The invention of pasta or macaroni is claimed by many cultures, and multiple claims may be true. One sure way to trace the invention of pasta is the parallel spread of hard, or durum wheat. Durum wheat, unlike soft bread wheat, contains less moisture and more gluten (protein), which makes the stretchy dough that can be rolled and shaped. Durum wheat can also be stored for a long time. Where only soft wheat was grown, pasta wasn’t possible.
Scholars trace the movement of durum wheat from Central Asia across the Muslim lands through literary sources. Spain and Sicily under Muslim rule were both places where pasta was mentioned and durum wheat or semolina was grown. Andalusian geographer Ahmad al-Razi described hard wheat in Toledo in the 9th century CE, saying, “The air [of Toledo] is excellent and grain stays a long time without changing.”
It is repeated by other writers, and a 13th century Andalusian cookbook contains early references to macaroni — round balls, thin sheets, and long noodles like vermicelli. The Arabic name for pasta is itriya, a word that spread with variations into other languages, including Spanish alatria and familiar word tria or trij in Italian.
The introduction of sugar cane and its refining process was also crucial to certain foods. Sweetened, spiced or herbed fruit drinks known in Arabic as sharbat (pronounced shar-BAAT) were made into the pinnacle of luxury at the Andalusian courts by adding to them ice carried from the mountain snows. Many a traveler would never forget them. Some sweet drinks had medicinal qualities and were used in concentrated form as the sweetened syrups that made bitter medicine go down, such as cough syrups.
Sugar is also a preservative, and summer fruits could be kept in an even more delicious form when dried, like figs or dates, or candied like oranges, cherries, or ginger slices. Boiling in sugar syrup made fruit preserves such as jams and jellies which could be kept for months. Candied pumpkin turned ordinary squash into an Andalusian treat, for example, or quince jam made an inedible but healthful fruit delicious.
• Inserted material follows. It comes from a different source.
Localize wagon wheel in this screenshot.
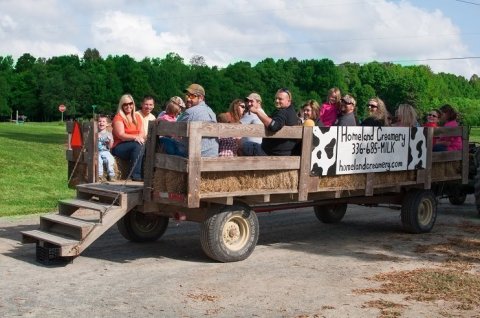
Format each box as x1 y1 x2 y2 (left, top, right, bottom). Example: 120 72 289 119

It is very likely that scholars who came to Toledo to feast on the libraries of scientific works in the 11th century also feasted their sweet-tooth on the famous confection of that city: marzipan. Just as the scientific literature crossed the Pyrenees, so did that candy (Arabic= qandi) made of almonds and sugar. Something like it may have originated in Central Asia, but marzipan became an art form in Al-Andalus.
It was made possible by the Arab introduction of sugar to the Iberian Peninsula, combined with almond trees so plentiful that the Andalusian hills looked as if they were covered in snow when they bloomed. As early as 700 CE, Arab writers mention marzipan, and by the 11th century in Toledo, it had become a Christmas custom among the Spanish Christians. It then spread into northern Europe, where it is still a traditional holiday treat.
Many more dishes and types of food might be mentioned, and with the flow of people today between North Africa and Europe, the earlier conquest by cookstove is being repeated in the 21st century, restoring some of the cuisine of Al-Andalus to Spain.